Blockchain technology and tokenization could challenge the traditional ETF model.

Janus Henderson said recently that it’s partnering with Anemoy Limited and Centrifuge to create Anemoy’s Liquid Treasury Fund (LTF), an on-chain technology-based fund that will give investors direct access to short-term U.S. Treasury bills.

“It’s not necessarily a threat to the ETF industry,” Nick Cherney, Janus Henderson’s head of innovation, said on CNBC’s “ETF Edge” this week. “I think it’s more of a natural evolution of how we try to get the way in which we deliver investment services to clients to be more efficient and less costly.”

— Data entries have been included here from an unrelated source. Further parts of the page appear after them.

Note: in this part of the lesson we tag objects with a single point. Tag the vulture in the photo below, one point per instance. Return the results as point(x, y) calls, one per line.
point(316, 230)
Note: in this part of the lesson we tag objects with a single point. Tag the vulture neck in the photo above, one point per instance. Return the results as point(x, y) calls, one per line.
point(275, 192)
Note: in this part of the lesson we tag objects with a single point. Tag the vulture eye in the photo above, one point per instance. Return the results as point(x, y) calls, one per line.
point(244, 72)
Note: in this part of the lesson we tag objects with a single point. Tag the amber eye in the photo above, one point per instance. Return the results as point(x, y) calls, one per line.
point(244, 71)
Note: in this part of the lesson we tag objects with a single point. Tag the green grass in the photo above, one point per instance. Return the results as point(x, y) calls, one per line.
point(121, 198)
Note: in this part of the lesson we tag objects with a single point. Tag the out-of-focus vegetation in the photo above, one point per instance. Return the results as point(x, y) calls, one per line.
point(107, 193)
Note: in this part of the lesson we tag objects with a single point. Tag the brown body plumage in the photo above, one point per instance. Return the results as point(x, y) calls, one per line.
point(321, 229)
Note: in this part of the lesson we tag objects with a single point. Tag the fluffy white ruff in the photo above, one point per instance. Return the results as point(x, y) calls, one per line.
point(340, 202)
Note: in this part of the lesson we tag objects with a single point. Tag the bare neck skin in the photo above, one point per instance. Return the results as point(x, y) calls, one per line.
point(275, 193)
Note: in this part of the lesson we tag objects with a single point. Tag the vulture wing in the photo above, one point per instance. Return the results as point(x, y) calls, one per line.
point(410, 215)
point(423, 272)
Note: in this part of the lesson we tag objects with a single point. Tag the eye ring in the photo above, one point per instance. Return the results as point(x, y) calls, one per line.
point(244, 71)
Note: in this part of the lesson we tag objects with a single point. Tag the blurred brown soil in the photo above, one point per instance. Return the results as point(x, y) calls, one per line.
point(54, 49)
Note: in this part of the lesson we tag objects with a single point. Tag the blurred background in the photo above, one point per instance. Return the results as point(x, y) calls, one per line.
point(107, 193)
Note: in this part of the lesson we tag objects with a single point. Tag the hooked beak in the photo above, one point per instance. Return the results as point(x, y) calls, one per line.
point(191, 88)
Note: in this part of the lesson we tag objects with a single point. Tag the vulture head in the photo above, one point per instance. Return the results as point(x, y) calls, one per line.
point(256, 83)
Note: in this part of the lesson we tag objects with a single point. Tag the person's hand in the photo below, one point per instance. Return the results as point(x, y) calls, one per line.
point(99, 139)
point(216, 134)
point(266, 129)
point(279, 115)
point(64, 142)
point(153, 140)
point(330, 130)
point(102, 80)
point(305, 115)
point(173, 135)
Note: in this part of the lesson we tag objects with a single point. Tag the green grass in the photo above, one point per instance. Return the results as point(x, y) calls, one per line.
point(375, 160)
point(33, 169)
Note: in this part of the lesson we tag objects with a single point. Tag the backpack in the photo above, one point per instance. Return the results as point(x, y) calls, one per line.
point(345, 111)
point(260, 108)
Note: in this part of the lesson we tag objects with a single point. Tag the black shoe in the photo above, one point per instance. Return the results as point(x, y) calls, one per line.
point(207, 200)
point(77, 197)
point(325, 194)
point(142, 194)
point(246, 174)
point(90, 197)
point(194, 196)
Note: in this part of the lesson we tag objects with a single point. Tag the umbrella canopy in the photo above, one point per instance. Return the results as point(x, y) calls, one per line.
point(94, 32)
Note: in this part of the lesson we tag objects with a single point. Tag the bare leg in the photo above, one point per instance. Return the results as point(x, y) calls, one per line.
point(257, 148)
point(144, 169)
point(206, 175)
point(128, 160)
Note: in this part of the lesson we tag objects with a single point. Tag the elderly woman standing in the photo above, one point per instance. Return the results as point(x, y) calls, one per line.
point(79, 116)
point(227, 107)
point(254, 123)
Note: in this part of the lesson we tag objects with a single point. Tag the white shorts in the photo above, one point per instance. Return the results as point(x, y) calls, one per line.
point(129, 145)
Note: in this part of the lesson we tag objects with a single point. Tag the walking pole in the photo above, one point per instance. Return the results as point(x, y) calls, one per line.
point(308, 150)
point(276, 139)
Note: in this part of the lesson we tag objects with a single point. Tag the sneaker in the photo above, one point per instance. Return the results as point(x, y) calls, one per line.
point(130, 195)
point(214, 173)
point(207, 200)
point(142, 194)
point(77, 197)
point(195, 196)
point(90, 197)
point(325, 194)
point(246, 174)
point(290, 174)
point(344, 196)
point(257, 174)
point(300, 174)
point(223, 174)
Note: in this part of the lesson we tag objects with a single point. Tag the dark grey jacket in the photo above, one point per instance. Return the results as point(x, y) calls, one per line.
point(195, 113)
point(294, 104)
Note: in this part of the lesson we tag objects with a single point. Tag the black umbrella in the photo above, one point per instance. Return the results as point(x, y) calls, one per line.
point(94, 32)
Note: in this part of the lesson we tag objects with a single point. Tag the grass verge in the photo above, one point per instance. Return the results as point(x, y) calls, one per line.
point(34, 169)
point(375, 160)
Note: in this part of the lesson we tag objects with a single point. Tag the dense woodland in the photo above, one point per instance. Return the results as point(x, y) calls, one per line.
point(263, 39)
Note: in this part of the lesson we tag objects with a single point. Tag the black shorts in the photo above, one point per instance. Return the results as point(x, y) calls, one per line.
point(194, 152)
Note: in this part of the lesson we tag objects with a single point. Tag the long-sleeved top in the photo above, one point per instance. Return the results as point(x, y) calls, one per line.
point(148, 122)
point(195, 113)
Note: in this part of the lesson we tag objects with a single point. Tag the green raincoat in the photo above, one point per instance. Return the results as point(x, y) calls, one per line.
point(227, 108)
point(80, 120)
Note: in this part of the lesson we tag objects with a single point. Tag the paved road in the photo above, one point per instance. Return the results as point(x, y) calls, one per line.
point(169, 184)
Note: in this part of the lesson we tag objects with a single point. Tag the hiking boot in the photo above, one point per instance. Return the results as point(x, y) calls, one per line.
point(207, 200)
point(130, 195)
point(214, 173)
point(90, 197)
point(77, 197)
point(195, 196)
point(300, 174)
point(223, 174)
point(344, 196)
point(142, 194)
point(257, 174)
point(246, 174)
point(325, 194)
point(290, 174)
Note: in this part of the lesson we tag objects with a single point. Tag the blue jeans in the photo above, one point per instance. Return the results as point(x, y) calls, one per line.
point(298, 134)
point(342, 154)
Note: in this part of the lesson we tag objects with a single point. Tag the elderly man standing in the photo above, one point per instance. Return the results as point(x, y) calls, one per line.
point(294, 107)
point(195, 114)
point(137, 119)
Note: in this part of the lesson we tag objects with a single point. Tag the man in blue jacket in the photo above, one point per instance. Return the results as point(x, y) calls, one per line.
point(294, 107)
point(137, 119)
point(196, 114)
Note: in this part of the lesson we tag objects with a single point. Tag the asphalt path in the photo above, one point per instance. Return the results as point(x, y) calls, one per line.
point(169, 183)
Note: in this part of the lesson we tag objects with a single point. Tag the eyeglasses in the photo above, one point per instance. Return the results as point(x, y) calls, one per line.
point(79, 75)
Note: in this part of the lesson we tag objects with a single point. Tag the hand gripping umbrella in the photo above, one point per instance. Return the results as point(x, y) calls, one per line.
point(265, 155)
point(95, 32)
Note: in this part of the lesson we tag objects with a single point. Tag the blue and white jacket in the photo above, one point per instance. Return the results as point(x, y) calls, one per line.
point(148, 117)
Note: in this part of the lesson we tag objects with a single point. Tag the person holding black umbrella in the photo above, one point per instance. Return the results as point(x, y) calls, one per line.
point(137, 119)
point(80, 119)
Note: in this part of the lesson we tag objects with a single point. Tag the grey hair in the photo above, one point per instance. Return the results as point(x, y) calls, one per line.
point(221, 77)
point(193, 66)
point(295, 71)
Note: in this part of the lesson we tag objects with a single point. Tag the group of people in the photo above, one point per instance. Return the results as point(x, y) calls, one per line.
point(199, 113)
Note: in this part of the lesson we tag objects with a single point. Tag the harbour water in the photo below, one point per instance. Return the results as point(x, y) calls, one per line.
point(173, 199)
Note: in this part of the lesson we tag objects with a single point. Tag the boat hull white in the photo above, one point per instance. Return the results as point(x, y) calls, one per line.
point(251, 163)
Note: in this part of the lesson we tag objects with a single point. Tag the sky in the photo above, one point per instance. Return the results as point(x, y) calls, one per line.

“We want to be early in that opportunity,” he said.

This is Janus Henderson‘s first tokenized fund, according to a news release by the firm.

Cherney notes it would have all the traditional features of an ETF. But investors could buy and sell it on a blockchain-based platform — with the end investor having exposure to “instantaneous 24/7 trading, instantaneous settlement, total transparency over fund holding, so even beyond what ETFs provide.”

He acknowledged it could irreversibly change the way business gets done for some.

“I think there are certainly people in the ecosystem for whom it’s potentially threatening, but you see those players getting involved,” Cherney added.

’24/7 trading makes me nervous’

Strategas Securities’ Todd Sohn is concerned about the risks associated with constant trading availability.

“24/7 trading makes me nervous. That’s the one part where I’d want to be a little bit careful depending on who is using this,” the firm’s ETF and technical strategist said.